Bounded by Reality: Predicting Team Rebounding

Oct 30, 2014; Cleveland, OH, USA; Cleveland Cavaliers forward LeBron James (23) talks with forward Kevin Love (0) and forward Tristan Thompson (13) against the New York Knicks at Quicken Loans Arena. New York won 95-90. Mandatory Credit: David Richard-USA TODAY Sports

The NBA game is one of subtle complexity. These complexities can make it all difficult to analyze as there are five players on the court at the same time competing against five other players with just one ball. For exqmple, it is crucial to consider this sort of context when several big scorers are thrown together. It was largely predictable that the scoring stats of one or more of each of the “Big Threes” formed around LeBron James in Miami and Cleveland would take a hit. And that’s how it played out.

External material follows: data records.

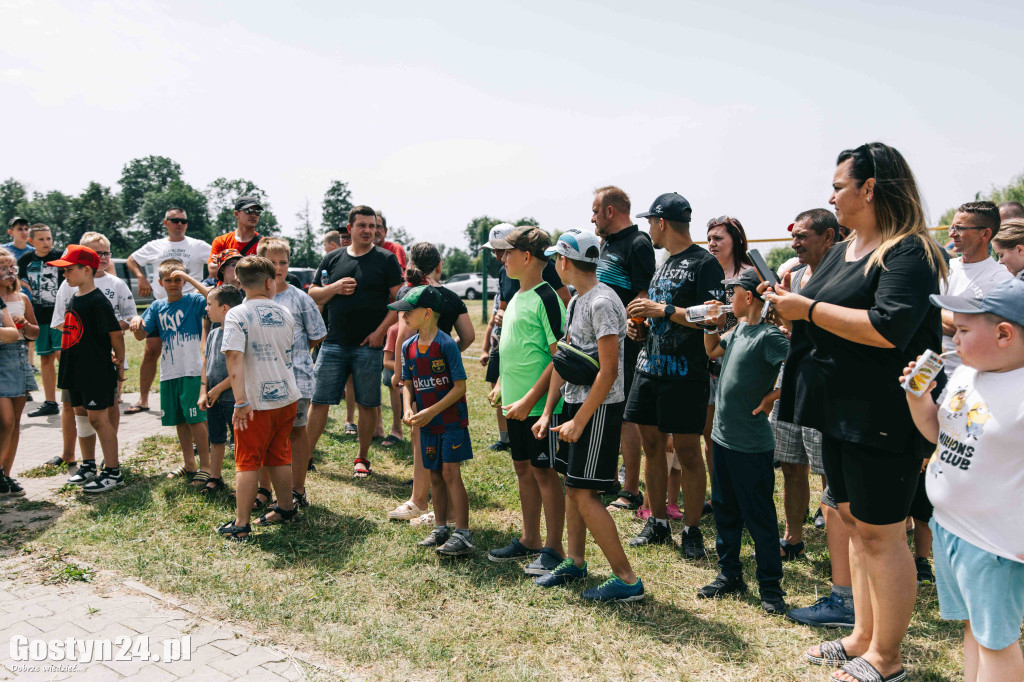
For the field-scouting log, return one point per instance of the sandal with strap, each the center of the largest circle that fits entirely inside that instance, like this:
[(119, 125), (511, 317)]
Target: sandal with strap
[(213, 484), (361, 473), (634, 501), (238, 534), (181, 472), (290, 516), (862, 671), (829, 653)]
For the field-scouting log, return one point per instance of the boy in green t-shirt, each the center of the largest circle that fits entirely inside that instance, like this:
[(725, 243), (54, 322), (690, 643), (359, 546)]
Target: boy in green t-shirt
[(530, 329)]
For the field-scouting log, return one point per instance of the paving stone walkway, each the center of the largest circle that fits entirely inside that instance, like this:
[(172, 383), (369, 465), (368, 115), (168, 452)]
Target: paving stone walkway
[(35, 609)]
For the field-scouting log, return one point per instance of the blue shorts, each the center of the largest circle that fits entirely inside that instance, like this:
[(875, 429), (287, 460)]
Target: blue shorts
[(335, 364), (980, 587), (448, 448)]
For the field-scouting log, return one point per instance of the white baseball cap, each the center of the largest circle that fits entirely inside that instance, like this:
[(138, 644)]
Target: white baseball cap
[(496, 239)]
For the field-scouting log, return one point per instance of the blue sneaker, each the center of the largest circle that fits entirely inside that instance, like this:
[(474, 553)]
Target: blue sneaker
[(829, 611), (546, 562), (564, 572), (614, 589)]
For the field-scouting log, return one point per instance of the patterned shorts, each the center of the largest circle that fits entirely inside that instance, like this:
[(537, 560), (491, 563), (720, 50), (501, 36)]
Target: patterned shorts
[(798, 444)]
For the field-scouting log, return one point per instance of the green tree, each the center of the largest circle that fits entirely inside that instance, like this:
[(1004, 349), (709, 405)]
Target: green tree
[(777, 256), (13, 198), (305, 247), (336, 205), (140, 176), (150, 220)]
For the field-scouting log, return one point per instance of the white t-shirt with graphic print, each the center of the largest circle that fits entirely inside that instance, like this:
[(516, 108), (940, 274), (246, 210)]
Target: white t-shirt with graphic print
[(263, 331)]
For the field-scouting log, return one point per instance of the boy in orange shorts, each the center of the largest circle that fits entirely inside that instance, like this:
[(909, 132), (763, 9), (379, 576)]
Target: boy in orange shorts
[(257, 345)]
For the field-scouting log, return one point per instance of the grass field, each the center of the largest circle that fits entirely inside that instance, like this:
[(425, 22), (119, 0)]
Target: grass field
[(350, 585)]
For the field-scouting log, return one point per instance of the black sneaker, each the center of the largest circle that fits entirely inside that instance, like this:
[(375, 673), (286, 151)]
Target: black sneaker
[(14, 489), (691, 545), (45, 410), (925, 574), (722, 586), (652, 534)]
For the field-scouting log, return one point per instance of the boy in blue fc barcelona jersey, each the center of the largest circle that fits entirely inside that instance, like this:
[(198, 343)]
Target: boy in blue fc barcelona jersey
[(434, 389)]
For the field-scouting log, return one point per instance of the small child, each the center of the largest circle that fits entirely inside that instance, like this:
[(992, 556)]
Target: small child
[(308, 332), (743, 473), (178, 318), (257, 344), (592, 421), (215, 396), (434, 397), (975, 479), (93, 346), (42, 281), (15, 376), (530, 328)]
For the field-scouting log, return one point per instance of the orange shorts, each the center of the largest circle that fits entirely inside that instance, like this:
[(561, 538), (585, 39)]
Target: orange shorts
[(264, 442)]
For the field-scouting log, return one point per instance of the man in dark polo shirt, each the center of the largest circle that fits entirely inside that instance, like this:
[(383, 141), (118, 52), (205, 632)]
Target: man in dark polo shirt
[(627, 265)]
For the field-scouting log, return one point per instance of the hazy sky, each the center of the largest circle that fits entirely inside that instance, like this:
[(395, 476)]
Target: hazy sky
[(437, 113)]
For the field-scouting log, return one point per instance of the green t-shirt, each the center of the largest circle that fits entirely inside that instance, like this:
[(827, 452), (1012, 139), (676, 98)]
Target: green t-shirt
[(753, 357), (534, 321)]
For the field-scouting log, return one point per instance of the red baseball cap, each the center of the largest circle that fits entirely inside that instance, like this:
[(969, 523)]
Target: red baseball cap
[(77, 254)]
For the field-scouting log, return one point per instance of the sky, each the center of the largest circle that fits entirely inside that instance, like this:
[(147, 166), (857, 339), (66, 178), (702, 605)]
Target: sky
[(438, 113)]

But there are other consequences to the rivalrous nature of many stats. Defensive rebounding is vital to a contending team and we all analyze rebounding totals for individuals, carefully considering every small edge. Yet individual rebounding is strongly controlled by role and how many rebounds teammates are grabbing. Players have a smaller influence on rebounds, especially on defense, than most people think.

The Form

Given how people discuss rebounding leaders, there’s an implied assumption that rebounding is additive. What does this mean? If you trade a player who averages 10 rebounds per game and replace him with one who averages 14, all things being equal like games played, your team does not net four rebounds in the exchange. Even if the new player averages 14 per game again, some portion of those four “extra” rebounds would have been collected by the team anyway. Elite-level rebounders are not only great at taking boards away from opponents but also from their own teammate. The converse is important though: if you lose a high rebounder, you don’t lose every rebound recorded by that player. This means that rebounding is nonlinear and has to be conceptualized differently.

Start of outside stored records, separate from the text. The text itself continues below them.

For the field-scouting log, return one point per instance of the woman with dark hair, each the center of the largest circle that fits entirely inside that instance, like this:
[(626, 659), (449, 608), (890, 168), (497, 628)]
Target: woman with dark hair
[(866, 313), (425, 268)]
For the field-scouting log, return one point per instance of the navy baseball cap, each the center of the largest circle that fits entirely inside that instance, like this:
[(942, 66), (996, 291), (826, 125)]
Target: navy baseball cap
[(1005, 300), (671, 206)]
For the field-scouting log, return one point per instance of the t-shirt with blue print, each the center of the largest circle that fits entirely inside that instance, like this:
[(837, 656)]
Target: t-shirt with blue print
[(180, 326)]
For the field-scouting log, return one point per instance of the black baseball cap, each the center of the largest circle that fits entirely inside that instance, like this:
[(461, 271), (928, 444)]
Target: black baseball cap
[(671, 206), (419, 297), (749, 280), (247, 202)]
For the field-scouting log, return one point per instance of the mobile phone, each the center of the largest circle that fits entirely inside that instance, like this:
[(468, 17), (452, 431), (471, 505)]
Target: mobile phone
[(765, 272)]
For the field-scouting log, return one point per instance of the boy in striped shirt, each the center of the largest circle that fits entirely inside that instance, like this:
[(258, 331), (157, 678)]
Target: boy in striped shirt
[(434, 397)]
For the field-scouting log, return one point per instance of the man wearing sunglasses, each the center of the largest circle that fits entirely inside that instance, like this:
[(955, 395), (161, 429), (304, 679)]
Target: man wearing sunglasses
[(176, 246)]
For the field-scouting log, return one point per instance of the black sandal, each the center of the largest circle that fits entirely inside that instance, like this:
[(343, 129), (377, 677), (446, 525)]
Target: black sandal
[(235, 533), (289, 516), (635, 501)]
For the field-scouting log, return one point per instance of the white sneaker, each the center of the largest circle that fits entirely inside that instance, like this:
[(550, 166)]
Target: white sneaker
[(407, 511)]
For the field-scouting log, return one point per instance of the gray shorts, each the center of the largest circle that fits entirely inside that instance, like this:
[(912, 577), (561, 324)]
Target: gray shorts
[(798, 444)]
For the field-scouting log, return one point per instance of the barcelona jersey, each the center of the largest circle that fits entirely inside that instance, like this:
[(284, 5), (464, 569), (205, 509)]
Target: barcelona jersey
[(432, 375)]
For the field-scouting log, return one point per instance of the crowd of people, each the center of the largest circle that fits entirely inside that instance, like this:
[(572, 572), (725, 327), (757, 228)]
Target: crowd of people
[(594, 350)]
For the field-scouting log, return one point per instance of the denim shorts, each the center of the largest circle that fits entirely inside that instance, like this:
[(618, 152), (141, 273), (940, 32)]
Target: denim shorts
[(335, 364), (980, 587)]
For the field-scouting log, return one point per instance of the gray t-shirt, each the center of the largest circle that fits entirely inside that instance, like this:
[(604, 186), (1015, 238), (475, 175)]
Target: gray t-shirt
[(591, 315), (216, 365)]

If you want to see how extreme the effects are, try to predict how a team does for a season based on the past results of their individual players — and this is more illustrative when a team has a few new faces. For example, Cleveland last season brought in Kevin Love, LeBron James, and Timo Mozgov to a frontcourt that still had Anderson Varejao and Tristan Thompson. This frontcourt should dominate the league on the boards. You can predict the team’s performance with, say, defensive rebound rate based on how well the individual players rebounded in 2014, assuming average rates for rookies. The result you get should be somewhere around 85-86%, depending on how you deal with said rookies. In reality they had a DREB% of 74.7, which is only around the league average. The problem wasn’t just Love. Every player with major minutes with the exception of Mike Miller saw his percentage drop. This isn’t just about the players having an off year, of course. You aren’t going to get a normal team grabbing 85% of the boards because DREB% isn’t additive. It’s on a nonlinear scale.

The same is true of offensive boards, but the effect is smaller because there are more available rebounds for offensive players — or, in other words, less opportunity to steal. Plus, as offensive rebounding is less about a strict role, like having a set number of players box out and grab a defensive board, it’s more individualistic.

The simple explanation is that rebounding is bounded on both sides by some limits of reality — you can never grab more than 100% of the available rebounds and never less than 0% — and thus you need a different functional form to understand the results. The logit model is ideal for this scenario. For people who are familiar with diminishing returns, which has been studied in conjunction with rebounding before, this model captures diminishing returns well while controlling the lower and upper limits.

To properly show the behavior of rebounds, I extended the analysis I gave Cleveland in the preceding paragraph to every team and every season since 1979[1. For rookies, I used the average rate (reduced by about 10%) based on the player’s position, where positions were taken from basketball-reference.]. By reducing the prediction error[2. The sum of the squared errors.], I found an optimal form with the corresponding coefficients.[3. With some experimentation I had the most success with this general model:

100 / ( 1 + (1/league avg. reb. rate – 1)*e^(b1*(league avg. reb. rate – team reb. rate) ) )]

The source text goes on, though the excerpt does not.